1. Madenler ve Defineler
Yeraltında bulunan ve “rikâz” adını alan maden ve defineler, zekâta tâbi
mallardandır. Madenlerin zekâta tâbi olması için, nisaba ulaşması şart
değildir. Madenler için havelân-ı havl şartı da aranmaz. Hanefi fakihler,
madenleri iki kategoriye ayırır ve zekâta tâbi olmasını da, bu sınıflamaya
göre açıklar:
a. Katı madenler.
Bunlar da ikiye ayrılır:
- Sert olup ateşte eriyen ve kalıp hale gelebilenler: Bu tür madenlere altın,
gümüş, bakır, kalay, nikel, kurşun, demir vb. örnek verilebilir. Sadece bu
çeşit madenler, zekâta tâbidir.
- Sert olup ateşte erimeyen ve sıvı hale gelmeyenler:
Kireç, mermer, kömür, alçıtaşı, yakut, zümrüt, elmas vb. madenler bu türe örnektirler. Bu çeşit madenler zekâta tâbi değildir.
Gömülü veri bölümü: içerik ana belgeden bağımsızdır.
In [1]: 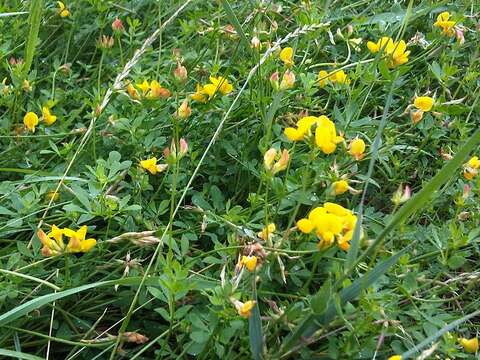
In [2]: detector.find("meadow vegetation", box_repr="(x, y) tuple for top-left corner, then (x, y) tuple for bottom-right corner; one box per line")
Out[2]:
(0, 0), (480, 359)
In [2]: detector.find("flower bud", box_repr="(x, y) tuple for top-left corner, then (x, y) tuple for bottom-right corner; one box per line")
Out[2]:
(411, 110), (423, 124)
(391, 185), (411, 206)
(263, 148), (277, 171)
(279, 70), (295, 90)
(22, 79), (32, 92)
(455, 28), (465, 45)
(179, 138), (188, 157)
(270, 71), (280, 91)
(98, 35), (114, 49)
(176, 99), (191, 119)
(251, 36), (261, 49)
(272, 149), (289, 174)
(173, 62), (188, 82)
(112, 17), (124, 32)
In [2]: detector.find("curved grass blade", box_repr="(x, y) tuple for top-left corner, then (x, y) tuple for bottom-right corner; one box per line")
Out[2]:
(249, 271), (263, 360)
(23, 0), (44, 77)
(220, 0), (252, 55)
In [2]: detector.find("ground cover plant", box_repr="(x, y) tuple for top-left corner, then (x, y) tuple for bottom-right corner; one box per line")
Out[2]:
(0, 0), (480, 359)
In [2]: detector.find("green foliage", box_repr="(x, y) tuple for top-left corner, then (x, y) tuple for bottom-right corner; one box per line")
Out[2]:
(0, 0), (479, 359)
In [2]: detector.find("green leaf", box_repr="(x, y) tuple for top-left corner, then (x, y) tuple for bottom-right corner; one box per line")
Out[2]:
(23, 0), (43, 76)
(310, 278), (332, 315)
(248, 303), (263, 360)
(220, 0), (251, 55)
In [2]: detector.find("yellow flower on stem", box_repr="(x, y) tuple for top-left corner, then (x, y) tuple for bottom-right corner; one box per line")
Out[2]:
(279, 70), (295, 90)
(63, 225), (96, 253)
(136, 80), (150, 95)
(233, 300), (256, 318)
(271, 149), (290, 175)
(434, 11), (456, 36)
(367, 37), (410, 68)
(23, 112), (39, 133)
(127, 83), (139, 99)
(333, 180), (349, 195)
(149, 80), (171, 99)
(297, 218), (314, 233)
(57, 1), (70, 17)
(414, 96), (434, 112)
(42, 106), (57, 126)
(279, 47), (294, 66)
(349, 138), (366, 160)
(140, 157), (168, 175)
(204, 76), (233, 97)
(191, 84), (209, 103)
(459, 337), (479, 353)
(463, 156), (480, 180)
(240, 255), (258, 272)
(315, 116), (343, 154)
(258, 223), (275, 240)
(176, 99), (191, 119)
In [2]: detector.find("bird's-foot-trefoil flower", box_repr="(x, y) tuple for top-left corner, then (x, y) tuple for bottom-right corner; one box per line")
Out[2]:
(24, 112), (39, 133)
(258, 223), (275, 241)
(112, 17), (124, 32)
(239, 255), (258, 272)
(163, 138), (189, 162)
(349, 138), (366, 160)
(140, 157), (168, 175)
(387, 356), (402, 360)
(232, 299), (256, 318)
(434, 12), (456, 36)
(279, 47), (294, 67)
(318, 69), (350, 87)
(296, 202), (358, 251)
(367, 37), (410, 68)
(391, 185), (411, 206)
(459, 337), (478, 353)
(38, 225), (96, 256)
(463, 156), (480, 180)
(173, 62), (188, 83)
(332, 180), (349, 195)
(414, 96), (434, 112)
(57, 1), (70, 17)
(42, 106), (57, 126)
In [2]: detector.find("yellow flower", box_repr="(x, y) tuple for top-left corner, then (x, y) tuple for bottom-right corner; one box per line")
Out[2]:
(333, 180), (349, 195)
(176, 99), (191, 119)
(459, 337), (479, 353)
(367, 37), (410, 68)
(42, 107), (57, 126)
(297, 202), (357, 250)
(331, 70), (349, 84)
(258, 223), (275, 240)
(297, 218), (314, 233)
(63, 225), (96, 253)
(240, 255), (258, 272)
(237, 300), (256, 318)
(205, 76), (233, 96)
(279, 47), (294, 66)
(349, 138), (366, 160)
(23, 112), (39, 133)
(191, 84), (209, 103)
(140, 157), (167, 175)
(318, 70), (329, 87)
(57, 1), (70, 17)
(38, 224), (95, 256)
(463, 156), (480, 180)
(434, 11), (456, 36)
(387, 356), (402, 360)
(280, 70), (295, 90)
(136, 80), (150, 95)
(414, 96), (434, 112)
(315, 116), (343, 154)
(127, 83), (139, 99)
(284, 127), (304, 141)
(149, 80), (171, 99)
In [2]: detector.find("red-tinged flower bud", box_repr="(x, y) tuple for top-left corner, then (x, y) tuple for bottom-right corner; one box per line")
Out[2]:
(270, 71), (279, 91)
(455, 27), (465, 45)
(173, 62), (188, 83)
(179, 138), (188, 157)
(280, 70), (295, 90)
(112, 17), (124, 32)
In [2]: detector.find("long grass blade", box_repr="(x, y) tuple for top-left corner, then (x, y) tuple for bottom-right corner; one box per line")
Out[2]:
(23, 0), (44, 77)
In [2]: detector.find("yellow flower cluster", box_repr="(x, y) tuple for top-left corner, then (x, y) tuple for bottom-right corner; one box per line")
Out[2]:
(434, 11), (456, 36)
(191, 76), (233, 103)
(459, 337), (479, 353)
(140, 157), (168, 175)
(367, 37), (410, 68)
(258, 223), (275, 240)
(127, 80), (171, 100)
(57, 1), (70, 17)
(284, 115), (343, 155)
(318, 70), (349, 87)
(23, 107), (58, 133)
(296, 202), (357, 251)
(38, 225), (96, 257)
(463, 156), (480, 180)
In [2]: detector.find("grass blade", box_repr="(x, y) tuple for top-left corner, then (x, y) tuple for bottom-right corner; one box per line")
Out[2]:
(0, 349), (44, 360)
(220, 0), (251, 54)
(23, 0), (44, 77)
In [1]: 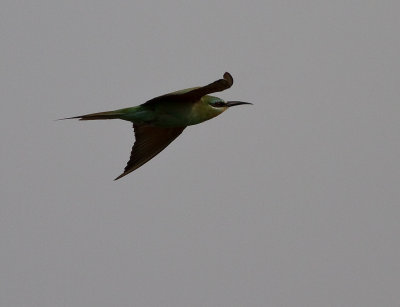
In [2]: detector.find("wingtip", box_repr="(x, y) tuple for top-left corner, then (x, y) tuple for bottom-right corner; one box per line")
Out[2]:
(114, 171), (129, 181)
(223, 72), (233, 86)
(114, 174), (124, 181)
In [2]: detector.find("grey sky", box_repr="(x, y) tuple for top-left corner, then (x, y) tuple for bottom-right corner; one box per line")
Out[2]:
(1, 1), (399, 306)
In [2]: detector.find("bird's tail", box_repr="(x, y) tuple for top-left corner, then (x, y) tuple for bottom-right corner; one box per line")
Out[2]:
(59, 110), (124, 121)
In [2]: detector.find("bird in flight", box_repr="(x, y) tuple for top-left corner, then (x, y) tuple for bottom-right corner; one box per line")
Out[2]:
(62, 72), (252, 180)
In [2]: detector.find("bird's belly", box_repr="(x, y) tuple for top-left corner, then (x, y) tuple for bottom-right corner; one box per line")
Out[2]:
(150, 106), (197, 127)
(145, 102), (221, 127)
(152, 114), (192, 127)
(153, 111), (215, 127)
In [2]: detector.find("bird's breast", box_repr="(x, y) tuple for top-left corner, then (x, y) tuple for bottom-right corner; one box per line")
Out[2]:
(186, 102), (225, 125)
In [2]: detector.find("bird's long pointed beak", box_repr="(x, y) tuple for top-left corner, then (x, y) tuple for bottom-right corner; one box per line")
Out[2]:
(226, 101), (253, 107)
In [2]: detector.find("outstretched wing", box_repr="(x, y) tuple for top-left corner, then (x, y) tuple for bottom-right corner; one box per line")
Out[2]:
(114, 125), (186, 180)
(143, 72), (234, 107)
(184, 72), (233, 98)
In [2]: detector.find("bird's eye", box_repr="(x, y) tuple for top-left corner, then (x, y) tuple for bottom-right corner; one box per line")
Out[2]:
(211, 101), (226, 107)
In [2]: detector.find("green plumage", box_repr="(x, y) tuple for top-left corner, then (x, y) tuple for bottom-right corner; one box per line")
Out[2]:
(62, 72), (251, 179)
(118, 95), (226, 127)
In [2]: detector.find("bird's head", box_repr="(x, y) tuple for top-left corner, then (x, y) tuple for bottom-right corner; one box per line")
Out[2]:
(193, 95), (252, 124)
(206, 96), (252, 112)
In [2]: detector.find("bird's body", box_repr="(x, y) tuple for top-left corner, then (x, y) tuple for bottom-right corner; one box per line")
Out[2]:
(81, 92), (227, 127)
(112, 95), (225, 127)
(63, 72), (251, 180)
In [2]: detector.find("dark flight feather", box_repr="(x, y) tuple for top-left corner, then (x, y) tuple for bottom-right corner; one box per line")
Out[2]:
(114, 125), (186, 180)
(143, 72), (234, 108)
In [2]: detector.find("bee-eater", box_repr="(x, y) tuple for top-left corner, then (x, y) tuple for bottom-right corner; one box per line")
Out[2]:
(63, 72), (251, 180)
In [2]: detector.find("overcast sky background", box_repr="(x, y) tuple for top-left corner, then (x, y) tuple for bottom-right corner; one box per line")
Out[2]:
(1, 1), (399, 306)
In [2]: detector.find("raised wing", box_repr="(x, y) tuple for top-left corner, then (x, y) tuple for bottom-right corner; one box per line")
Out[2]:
(114, 125), (185, 180)
(143, 72), (234, 107)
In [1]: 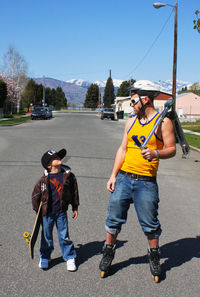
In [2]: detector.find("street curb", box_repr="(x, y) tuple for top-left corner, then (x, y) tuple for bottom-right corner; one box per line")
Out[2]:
(190, 145), (200, 153)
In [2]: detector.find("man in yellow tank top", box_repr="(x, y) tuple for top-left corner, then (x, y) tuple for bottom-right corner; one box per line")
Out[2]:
(99, 80), (176, 280)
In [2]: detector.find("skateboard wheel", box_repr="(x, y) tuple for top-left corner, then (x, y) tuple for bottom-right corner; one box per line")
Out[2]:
(100, 271), (105, 278)
(154, 276), (159, 283)
(23, 232), (30, 238)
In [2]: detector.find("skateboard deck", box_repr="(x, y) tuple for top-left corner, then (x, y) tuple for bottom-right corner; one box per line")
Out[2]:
(24, 201), (42, 259)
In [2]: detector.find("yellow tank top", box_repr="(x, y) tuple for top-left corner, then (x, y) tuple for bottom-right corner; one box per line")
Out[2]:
(121, 113), (163, 177)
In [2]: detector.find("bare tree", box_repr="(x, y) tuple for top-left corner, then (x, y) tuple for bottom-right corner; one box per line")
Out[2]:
(2, 45), (28, 112)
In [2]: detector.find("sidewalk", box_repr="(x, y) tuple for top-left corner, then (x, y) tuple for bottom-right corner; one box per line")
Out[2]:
(183, 129), (200, 136)
(0, 114), (29, 121)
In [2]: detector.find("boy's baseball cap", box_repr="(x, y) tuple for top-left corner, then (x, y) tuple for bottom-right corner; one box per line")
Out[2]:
(41, 148), (67, 169)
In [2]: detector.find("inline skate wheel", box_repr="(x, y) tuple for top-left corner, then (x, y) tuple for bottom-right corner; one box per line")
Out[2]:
(100, 271), (105, 278)
(154, 276), (159, 283)
(26, 238), (30, 244)
(23, 232), (30, 238)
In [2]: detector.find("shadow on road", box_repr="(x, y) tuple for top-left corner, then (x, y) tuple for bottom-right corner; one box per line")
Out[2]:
(160, 236), (200, 280)
(99, 236), (200, 280)
(76, 240), (128, 267)
(44, 236), (200, 277)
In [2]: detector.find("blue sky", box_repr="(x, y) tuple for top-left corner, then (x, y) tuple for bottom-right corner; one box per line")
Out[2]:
(0, 0), (199, 83)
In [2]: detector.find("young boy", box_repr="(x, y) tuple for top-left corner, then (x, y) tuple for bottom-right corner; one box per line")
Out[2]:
(32, 148), (79, 271)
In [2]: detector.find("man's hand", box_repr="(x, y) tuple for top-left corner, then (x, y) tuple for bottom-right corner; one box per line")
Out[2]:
(72, 210), (78, 219)
(107, 176), (116, 193)
(141, 148), (157, 161)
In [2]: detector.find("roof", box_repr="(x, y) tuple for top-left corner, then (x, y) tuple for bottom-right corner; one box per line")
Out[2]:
(115, 96), (131, 102)
(115, 91), (172, 102)
(154, 91), (172, 101)
(176, 92), (200, 99)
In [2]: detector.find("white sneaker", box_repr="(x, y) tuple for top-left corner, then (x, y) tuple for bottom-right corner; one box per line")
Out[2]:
(39, 258), (50, 269)
(66, 258), (77, 271)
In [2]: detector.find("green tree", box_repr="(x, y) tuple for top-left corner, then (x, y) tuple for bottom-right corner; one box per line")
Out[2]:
(36, 84), (43, 105)
(45, 87), (53, 106)
(103, 77), (115, 107)
(0, 80), (7, 108)
(52, 87), (67, 108)
(22, 79), (38, 108)
(190, 82), (200, 96)
(193, 10), (200, 33)
(116, 79), (136, 97)
(84, 84), (99, 108)
(22, 80), (67, 109)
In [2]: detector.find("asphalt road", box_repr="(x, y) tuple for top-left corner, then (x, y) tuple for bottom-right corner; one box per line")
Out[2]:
(0, 113), (200, 297)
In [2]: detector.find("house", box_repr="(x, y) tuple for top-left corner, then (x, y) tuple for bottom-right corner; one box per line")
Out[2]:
(115, 96), (131, 118)
(115, 91), (172, 118)
(115, 91), (200, 120)
(176, 92), (200, 119)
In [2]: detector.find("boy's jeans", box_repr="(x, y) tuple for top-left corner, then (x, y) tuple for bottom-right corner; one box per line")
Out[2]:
(105, 172), (162, 239)
(40, 212), (76, 261)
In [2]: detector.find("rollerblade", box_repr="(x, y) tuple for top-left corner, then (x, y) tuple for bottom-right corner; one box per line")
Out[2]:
(99, 244), (115, 278)
(148, 247), (161, 283)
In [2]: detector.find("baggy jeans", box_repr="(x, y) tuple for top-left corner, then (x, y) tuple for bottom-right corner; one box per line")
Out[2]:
(105, 172), (162, 239)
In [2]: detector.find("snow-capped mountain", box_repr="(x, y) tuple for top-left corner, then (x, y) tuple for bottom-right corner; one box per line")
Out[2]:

Bütünü toprak sahibine, sahibi yoksa bulana ait olur. Bu sebeple devlet toprakları içinde bulunan bu gibi madenler devlete ait olduğundan zekâta tâbi değildirler.
Şu halde altın ve gümüş gibi ısıyla eritilip şekillendirilen diğer madenler onlara kıyas edilerek zekâta tâbi olurlar.
b. Sıvı madenler.
Petrol, civa, su, tuz ve benzeri sıvı madenler zekât dışıdırlar.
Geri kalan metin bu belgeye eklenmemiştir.